Pada akhirnya yang menentukan suatu badan/perkumpulan/himpunan sebagai badan hukum atau tidak, adalah hukum positif yakni hukum yang berlaku pada suatu negara tertentu. Misalnya di Prancis dan Belgia, hukum positifnya mengakui perseroan firma sebagai badan hukum. Sedangkan di Indonesia hukum positifnya tidak mengakuinya sebagai badan hukum. Demikian juga dengan perseroan komanditer (CV), tidak diakui sebagai badan hukum, meskipun dalam masyarakat sering disangka sebagai rechtspersoon.
Syarat mutlak untuk diakui sebagai badan hukum, himpunan/perkumpulan/badan usaha itu harus mendapat “pengesahan” dari Pemerintah cq. Menteri Kehakiman (d/h Gubernur Jenderal Pasal 1 Stb. 1870 No. 64).
4. Perbuatan Badan Hukum
Sebagaimana dikatakan bahwa hukum itu adalah subjek hukum yang tidak berjiwa seperti manusia, karena badan hukum tidak dapat melakukan perbuatan-perbuatan hukum sendiri, melainkan harus diwakili oleh orang-orang manusia biasa. Namun orang-orang ini bertindak bukan untuk dirinya sendiri, tetapi untuk dan atas nama badan hukum. Orang-orang yang bertindak untuk dan atas nama badan hukum ini disebut “organ” (alat perlengkapan seperti pengurus, direksi dan sebagainya) dari badan hukum, yang merupakan unsur penting dari organisasi badan hukum itu.

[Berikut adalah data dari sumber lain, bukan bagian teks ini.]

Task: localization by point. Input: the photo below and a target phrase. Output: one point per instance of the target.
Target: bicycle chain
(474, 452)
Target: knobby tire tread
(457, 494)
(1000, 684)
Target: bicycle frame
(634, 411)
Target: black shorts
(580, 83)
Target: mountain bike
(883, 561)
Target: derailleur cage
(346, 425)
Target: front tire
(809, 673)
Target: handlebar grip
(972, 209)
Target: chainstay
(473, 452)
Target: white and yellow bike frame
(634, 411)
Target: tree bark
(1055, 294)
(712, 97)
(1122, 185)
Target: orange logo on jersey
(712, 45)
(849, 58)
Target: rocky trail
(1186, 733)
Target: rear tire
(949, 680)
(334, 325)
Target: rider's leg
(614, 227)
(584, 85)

Bagaimana organ dari hukum itu berbuat dan apa saja yang harus diperbuatnya serta apa saja yang tidak boleh diperbuatnya, semua ini lazimnya ditentukan dalam anggaran dasar badan hukum yang bersangkutan maupun dalam peraturan-peraturan intern lainnya. Dengan demikian organ badan hukum tersebut tidak dapat berbuat sewenang- wenang tetapi dibatasi oleh peraturan-peraturan intern yang berlaku dalam badan hukum itu, baik yang termuat dalam “anggaran dasar” maupun “peraturan-peraturan lainnya”.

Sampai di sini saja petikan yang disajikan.